You could also try Keith Emerson's Piano Concerto which is on ELP's 'Works Volume 1' album.


----------



## TBro (Feb 4, 2013)

Hi Guys

Yes I have heard the early Jon Lord work and I actually have ELP's Works 1 and 2.
Actually I have never really been a fan of Tube Bells by Oldfield and yes the Orchestral version is a very good version.
In a nutshell I am looking for good elect guitar / keys, in the vain of Zappa's Ochestral Favourites and Mike Keneally - The Universe Will Provide ans some good Jazz Fusion with Orchestra.

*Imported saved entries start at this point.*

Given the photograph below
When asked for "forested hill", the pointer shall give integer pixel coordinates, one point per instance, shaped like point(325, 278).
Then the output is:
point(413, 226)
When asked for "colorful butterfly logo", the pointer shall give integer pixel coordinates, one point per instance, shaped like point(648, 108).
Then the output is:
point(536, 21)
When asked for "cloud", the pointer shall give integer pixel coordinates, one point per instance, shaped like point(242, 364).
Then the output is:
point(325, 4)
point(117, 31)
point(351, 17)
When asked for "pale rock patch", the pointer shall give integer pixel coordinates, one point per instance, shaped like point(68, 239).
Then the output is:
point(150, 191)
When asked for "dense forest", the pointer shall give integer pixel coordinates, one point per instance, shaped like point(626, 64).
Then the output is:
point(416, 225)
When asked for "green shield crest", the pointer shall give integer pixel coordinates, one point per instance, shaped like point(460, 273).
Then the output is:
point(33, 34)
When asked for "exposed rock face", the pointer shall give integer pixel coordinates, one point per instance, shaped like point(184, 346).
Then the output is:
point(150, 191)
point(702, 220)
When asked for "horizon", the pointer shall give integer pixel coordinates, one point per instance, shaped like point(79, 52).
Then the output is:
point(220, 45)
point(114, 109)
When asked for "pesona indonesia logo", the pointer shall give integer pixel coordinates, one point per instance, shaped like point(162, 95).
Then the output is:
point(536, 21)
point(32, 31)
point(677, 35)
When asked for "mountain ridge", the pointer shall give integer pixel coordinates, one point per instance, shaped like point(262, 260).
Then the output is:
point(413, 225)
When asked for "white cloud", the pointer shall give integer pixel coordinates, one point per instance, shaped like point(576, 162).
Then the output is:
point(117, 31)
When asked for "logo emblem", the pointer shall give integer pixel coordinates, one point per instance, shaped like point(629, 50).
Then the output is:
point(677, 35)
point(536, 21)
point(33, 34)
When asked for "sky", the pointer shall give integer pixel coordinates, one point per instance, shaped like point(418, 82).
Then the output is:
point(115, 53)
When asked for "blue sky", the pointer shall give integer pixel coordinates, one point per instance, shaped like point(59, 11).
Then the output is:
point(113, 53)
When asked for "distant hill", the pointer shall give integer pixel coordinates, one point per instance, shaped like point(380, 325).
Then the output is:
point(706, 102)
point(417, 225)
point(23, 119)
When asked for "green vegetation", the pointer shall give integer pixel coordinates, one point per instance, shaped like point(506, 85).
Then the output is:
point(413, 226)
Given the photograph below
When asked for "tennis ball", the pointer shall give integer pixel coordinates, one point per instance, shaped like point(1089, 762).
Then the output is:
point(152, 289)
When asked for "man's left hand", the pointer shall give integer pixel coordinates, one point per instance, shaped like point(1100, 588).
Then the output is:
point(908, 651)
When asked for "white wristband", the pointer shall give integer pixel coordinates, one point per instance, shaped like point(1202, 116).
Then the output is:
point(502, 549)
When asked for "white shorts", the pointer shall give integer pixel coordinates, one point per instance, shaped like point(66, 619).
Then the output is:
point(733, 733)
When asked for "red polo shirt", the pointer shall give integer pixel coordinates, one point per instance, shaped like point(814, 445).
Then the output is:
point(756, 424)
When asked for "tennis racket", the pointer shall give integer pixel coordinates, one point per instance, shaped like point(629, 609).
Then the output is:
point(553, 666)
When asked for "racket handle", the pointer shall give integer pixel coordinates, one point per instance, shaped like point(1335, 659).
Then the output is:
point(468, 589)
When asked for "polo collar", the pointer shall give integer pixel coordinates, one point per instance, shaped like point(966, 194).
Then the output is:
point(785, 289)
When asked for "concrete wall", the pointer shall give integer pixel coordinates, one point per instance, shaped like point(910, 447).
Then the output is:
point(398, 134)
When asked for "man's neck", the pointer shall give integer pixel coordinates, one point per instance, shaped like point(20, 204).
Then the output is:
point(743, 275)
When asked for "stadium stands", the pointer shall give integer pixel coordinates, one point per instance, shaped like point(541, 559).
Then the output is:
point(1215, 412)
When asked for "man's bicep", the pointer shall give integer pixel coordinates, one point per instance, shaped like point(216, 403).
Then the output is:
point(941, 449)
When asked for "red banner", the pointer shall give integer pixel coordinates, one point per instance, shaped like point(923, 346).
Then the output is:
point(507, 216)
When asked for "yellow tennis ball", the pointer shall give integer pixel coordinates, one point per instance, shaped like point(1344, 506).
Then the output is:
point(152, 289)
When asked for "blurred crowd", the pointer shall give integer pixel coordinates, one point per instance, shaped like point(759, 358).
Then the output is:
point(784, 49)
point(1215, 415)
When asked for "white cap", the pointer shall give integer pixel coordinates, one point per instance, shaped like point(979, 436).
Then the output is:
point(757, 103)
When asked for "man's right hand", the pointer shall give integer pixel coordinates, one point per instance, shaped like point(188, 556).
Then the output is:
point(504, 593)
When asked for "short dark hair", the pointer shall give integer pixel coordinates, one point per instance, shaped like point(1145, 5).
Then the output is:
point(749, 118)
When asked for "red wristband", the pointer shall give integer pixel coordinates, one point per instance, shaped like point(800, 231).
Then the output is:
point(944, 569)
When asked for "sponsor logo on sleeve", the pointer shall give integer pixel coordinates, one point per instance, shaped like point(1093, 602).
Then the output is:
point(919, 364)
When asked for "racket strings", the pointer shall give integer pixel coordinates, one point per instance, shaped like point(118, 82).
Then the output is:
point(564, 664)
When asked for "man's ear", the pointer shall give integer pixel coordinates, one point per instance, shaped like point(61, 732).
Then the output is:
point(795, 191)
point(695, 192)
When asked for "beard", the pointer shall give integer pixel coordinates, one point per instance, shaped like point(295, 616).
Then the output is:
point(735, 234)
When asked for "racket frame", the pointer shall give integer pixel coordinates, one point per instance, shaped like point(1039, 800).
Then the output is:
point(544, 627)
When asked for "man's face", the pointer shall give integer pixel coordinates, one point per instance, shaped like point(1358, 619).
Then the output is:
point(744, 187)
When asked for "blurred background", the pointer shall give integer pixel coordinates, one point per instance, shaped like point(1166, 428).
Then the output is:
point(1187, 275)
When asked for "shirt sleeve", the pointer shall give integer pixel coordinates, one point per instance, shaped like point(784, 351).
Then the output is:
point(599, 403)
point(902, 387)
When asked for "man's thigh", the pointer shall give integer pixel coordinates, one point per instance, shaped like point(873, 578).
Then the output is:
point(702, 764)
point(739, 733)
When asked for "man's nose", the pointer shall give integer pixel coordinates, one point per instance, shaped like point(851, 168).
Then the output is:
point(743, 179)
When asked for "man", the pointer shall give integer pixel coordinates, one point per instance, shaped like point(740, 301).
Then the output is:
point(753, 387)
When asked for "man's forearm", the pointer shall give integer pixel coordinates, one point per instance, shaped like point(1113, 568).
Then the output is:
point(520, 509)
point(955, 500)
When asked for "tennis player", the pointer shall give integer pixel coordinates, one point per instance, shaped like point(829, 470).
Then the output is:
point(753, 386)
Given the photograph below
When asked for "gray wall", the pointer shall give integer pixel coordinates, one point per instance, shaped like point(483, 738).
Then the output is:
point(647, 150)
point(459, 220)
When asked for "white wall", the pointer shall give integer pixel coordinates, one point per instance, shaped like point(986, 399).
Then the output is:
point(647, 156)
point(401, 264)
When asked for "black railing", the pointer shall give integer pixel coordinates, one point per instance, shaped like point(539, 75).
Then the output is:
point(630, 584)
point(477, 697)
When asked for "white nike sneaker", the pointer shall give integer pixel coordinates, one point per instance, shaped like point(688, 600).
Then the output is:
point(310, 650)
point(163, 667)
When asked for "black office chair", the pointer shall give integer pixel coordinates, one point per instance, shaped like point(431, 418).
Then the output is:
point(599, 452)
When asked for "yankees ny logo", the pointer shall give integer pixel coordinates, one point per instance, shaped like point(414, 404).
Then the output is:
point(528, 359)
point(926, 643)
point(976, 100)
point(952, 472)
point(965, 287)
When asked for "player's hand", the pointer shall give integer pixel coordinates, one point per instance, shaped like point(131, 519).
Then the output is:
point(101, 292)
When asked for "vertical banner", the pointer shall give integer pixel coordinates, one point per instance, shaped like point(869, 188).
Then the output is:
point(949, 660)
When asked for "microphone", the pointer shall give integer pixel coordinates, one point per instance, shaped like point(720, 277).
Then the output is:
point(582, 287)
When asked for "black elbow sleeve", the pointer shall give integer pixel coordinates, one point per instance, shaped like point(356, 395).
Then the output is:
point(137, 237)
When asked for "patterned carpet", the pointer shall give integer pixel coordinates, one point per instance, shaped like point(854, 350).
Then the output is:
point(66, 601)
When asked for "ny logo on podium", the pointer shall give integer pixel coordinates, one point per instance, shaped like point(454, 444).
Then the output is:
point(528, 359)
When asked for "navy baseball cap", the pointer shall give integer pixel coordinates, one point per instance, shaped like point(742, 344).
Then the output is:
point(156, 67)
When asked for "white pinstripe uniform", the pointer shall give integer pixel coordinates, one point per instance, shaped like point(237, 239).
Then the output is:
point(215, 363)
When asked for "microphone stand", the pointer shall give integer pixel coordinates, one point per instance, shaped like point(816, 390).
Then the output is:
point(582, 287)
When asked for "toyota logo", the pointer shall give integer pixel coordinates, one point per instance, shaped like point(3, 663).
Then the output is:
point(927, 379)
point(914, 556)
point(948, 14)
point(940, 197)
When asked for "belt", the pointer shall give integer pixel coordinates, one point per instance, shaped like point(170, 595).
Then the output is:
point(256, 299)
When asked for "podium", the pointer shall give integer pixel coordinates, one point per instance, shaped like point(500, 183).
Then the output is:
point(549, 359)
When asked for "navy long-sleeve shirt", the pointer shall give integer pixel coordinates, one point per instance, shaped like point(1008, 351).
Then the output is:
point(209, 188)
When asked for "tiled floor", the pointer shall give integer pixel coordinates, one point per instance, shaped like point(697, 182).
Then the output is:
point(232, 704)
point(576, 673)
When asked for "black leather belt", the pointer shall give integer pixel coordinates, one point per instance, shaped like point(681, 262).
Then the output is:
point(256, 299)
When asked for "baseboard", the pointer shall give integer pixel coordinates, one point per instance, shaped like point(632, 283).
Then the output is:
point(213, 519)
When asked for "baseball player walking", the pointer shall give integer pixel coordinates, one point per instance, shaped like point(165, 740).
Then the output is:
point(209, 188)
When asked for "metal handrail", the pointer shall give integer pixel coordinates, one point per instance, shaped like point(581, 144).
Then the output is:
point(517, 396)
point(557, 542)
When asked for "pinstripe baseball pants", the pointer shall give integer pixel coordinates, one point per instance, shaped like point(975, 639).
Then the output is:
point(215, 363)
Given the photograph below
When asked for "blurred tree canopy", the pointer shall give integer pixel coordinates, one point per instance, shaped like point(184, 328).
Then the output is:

Cheers guys for your responses much appreciated. Terry


----------



## millionrainbows (Jun 23, 2012)

The Nice, Five Bridges Suite.
Frank Zappa, Orchestral Favorites.
Here's an interesting track by Quatermass, a British organ power-trio who pre-dated ELP, featuring Peter Robinson on keyboards, Mick Underwood on drums, and John Gusafson on bass and vocals. Note the "atonal" piano solo, and the otherworldly string arrangement by Paul Buckmaster (with apologies to Ligeti and Penderecki). Cover art by Hipgnosis.


----------



## EddieRUKiddingVarese (Jan 8, 2013)

Try this then - very little known Aussie combo featuring Ross Wilson (Zappa fan- if you can't tell) from 1970, even called themselvse the Sons Of The Vegetal Mother............


----------



## EddieRUKiddingVarese (Jan 8, 2013)

Or this - more from the Sons of Vegetal Mother........ very Zappaish again from 1970


----------



## Weston (Jul 11, 2008)

Man, all you need is Motoi Sakuraba !






No guitar though. He's more in the ELP vein for the rest of the album. Lots of Hammond organ.


----------